Threat Database Botnets Gwmndy Botnet

Gwmndy Botnet

By GoldSparrow in Botnets

Many cybercriminals opt to create botnets as they can be used in many different ways. For example, a network of hijacked computers can be used to launch DDoS (Distributed-Denial-of-Service) attacks. Another purpose for them is for cryptocurrency mining where the operators of the botnet employ unsuspecting users' computers to mine cryptocurrency for them, which can be very profitable. With more and more devices becoming 'smart' and having the option to connect to the Internet, cyber crooks have found a new niche to attack. This gave the rise of the IoT (Internet-of-Things) botnets. One such example is the Gwmndy Botnet.

Only 200 New Infected Devices Daily

The operators of the Gwmndy Botnet have chosen to keep it on the down-low by only infecting about 200 IoT devices a day. This is likely done so that malware researchers have a harder time spotting the activity of the Gwmndy Botnet.
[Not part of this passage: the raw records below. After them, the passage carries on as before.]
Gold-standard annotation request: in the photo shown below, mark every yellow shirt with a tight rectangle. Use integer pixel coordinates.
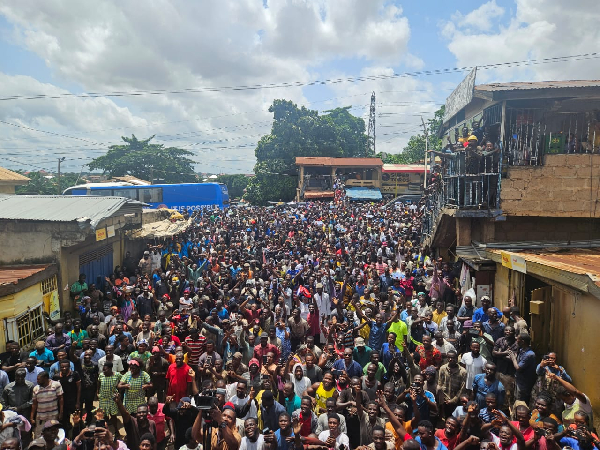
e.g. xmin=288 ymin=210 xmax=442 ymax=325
xmin=432 ymin=309 xmax=448 ymax=327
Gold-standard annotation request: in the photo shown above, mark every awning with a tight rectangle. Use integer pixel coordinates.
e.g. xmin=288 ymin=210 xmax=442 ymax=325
xmin=128 ymin=217 xmax=193 ymax=239
xmin=304 ymin=191 xmax=335 ymax=200
xmin=346 ymin=187 xmax=382 ymax=201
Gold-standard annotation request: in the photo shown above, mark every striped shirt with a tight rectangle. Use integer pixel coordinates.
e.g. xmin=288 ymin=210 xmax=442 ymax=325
xmin=185 ymin=336 xmax=206 ymax=366
xmin=33 ymin=380 xmax=63 ymax=420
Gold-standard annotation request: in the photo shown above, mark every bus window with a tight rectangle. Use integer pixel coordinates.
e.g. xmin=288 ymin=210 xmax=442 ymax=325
xmin=115 ymin=189 xmax=137 ymax=200
xmin=88 ymin=189 xmax=112 ymax=197
xmin=139 ymin=188 xmax=162 ymax=203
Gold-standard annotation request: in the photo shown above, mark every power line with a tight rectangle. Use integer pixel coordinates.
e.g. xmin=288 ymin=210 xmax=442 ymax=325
xmin=0 ymin=52 xmax=600 ymax=101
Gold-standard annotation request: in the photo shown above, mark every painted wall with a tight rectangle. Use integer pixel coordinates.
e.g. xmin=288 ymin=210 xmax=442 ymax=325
xmin=550 ymin=284 xmax=600 ymax=427
xmin=500 ymin=154 xmax=600 ymax=218
xmin=0 ymin=283 xmax=49 ymax=350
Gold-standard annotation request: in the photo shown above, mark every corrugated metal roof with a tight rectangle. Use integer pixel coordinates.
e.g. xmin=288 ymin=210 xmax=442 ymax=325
xmin=475 ymin=80 xmax=600 ymax=92
xmin=0 ymin=167 xmax=29 ymax=184
xmin=304 ymin=191 xmax=335 ymax=199
xmin=0 ymin=195 xmax=143 ymax=229
xmin=346 ymin=188 xmax=382 ymax=200
xmin=0 ymin=264 xmax=51 ymax=286
xmin=383 ymin=164 xmax=431 ymax=173
xmin=296 ymin=156 xmax=383 ymax=167
xmin=487 ymin=248 xmax=600 ymax=287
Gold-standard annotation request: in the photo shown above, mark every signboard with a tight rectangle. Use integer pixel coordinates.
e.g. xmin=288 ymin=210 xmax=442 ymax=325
xmin=502 ymin=252 xmax=527 ymax=273
xmin=43 ymin=290 xmax=60 ymax=320
xmin=443 ymin=67 xmax=477 ymax=123
xmin=96 ymin=228 xmax=106 ymax=241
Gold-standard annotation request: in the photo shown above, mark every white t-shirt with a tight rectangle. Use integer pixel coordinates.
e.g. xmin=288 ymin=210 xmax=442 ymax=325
xmin=319 ymin=430 xmax=350 ymax=448
xmin=240 ymin=434 xmax=265 ymax=450
xmin=289 ymin=372 xmax=312 ymax=398
xmin=460 ymin=352 xmax=487 ymax=389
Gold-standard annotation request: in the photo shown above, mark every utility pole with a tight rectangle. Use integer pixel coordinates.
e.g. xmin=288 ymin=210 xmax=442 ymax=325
xmin=58 ymin=156 xmax=67 ymax=195
xmin=421 ymin=116 xmax=429 ymax=189
xmin=367 ymin=91 xmax=375 ymax=154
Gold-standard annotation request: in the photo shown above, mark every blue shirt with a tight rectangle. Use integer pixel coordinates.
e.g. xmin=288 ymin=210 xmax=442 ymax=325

Another explanation may be because the creators of the Gwmndy Botnet do not need a very large botnet for whatever campaigns they are preparing to launch.

Targets East Asia

It would seem that most of the compromised devices are located in East Asia, namely the Philippines and Thailand. The Gwmndy Botnet appears to only consist of routers that have been produced by the company Fiberhome. Perhaps the motive for this is that the operators of the Gwmndy Botnet have discovered a vulnerability in the configuration of this device and are taking full advantage of it. However, some speculate that the explanation may be simpler. Perhaps the users that got infected did not change the default username and password on their devices, and the attackers simply logged in.

Works as a Proxy Server

The creators of the Gwmndy Botnet have opted to configure the routers to work as a proxy server that the attacker can use silently. Recently, there was another instance where the attackers have done just that, and it was in the case of the SystemBC malware. The exact purpose of the compromised routers is not yet clear. While the attacker may opt to use them as network infrastructure for their own malware, they may also opt to rent them out to cybercriminals.

Many IoT devices are not well configured when it comes to cybersecurity, and an increasing number of cybercriminals are taking advantage of this.